Die Gangsterbrüder der weltlichen und geistlichen Macht werden von Izzy Langner (Ferdinand) und Bruno Kaut (Kardinal) verkörpert. Sie sind wie zwei Pole eines Magneten – Langner stets unruhig, unter Spannung, neigt zur Überreaktion und Emotionen. Sein Bruder im Spiel Bruno ist dagegen ruhig kalkulierend, eiskalt und neigt dazu seine Versprechen zu brechen. Beide sind darum bemüht, dass man möglichst keine Sympathien für ihre Figuren entwickeln kann. Bei Langner quillt die Lust am Spiel an manchen Stellen vielleicht etwas über dem Maß, doch schreiben wir immer noch von Laienspielern, da darf es gern mal etwas mehr sein.

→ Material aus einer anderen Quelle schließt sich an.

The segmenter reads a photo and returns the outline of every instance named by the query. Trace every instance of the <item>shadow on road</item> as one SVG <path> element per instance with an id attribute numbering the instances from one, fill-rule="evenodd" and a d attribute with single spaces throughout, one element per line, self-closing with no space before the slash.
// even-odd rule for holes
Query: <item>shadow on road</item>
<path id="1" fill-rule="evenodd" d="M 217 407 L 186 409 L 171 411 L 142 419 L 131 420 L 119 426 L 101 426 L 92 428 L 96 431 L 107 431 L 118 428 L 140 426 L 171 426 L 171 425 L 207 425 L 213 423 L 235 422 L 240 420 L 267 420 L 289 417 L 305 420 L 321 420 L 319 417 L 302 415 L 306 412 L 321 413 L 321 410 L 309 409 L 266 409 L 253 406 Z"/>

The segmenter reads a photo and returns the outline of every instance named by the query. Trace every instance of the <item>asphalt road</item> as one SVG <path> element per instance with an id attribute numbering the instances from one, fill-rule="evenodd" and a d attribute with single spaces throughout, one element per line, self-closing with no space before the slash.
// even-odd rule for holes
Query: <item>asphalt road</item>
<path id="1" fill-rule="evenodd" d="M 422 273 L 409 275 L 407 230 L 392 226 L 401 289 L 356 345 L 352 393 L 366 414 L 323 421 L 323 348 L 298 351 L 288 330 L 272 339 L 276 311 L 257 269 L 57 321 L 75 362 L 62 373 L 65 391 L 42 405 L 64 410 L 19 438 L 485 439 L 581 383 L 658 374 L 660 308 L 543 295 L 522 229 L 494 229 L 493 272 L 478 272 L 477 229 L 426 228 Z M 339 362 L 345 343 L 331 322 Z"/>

THE DUCHESS VON MALFI Foto:(c) Lena Jukna
Manche mögen’s heiß. Julia (Laura Quintus) und der Kardinal (Bruno Kaut).
Foto: (c) Lena Jukna

Neben diesem harten Kern gibt es noch einige andere Rollen, die alle dazu beitragen, dass das Schicksal dieser Gangster-Familie ihren unguten Lauf nimmt. So ist Antonios treuer Freund Delio ein wichtiger Beobachter. In der Inszenierung der BUSC sieht er aus wie der Mitarbeiter eines Diners. Lukas Albert spielt seine Rolle des treuen Freundes zurückhaltend, aber mit pointiert trocken-witzigen Einsprenkelungen. Auch Laura Quintus als Julia, die heimliche Geliebte des Kardinals beeindruckt durch ihre kurzen, aber voller Erotik sprühenden Auftritt. Sie und der Kardinal messen in ihrer Affäre immer wieder die Kräfte, wer die Oberhand über den anderen gewinnt, begehren und misstrauen sich gleichermaßen. Das macht großes Vergnügen beim Zusehen! Einen denkwürdigen Auftritt hat auch Christine Decker als Doc Silvio – seine Hilfe wird benötigt, als Ferdinand nach dem Mord an seiner Schwester den Verstand verliert. Doch trotz allerlei Equipment wie einer Zange, einer Nagelkeule und einem Gummihühnchen ist es dem überforderten Arzt nicht möglich, seinen Patienten von der Werwolf-Krankheit zu befreien. Dafür befreit sie das Publikum von ein paar Lachern.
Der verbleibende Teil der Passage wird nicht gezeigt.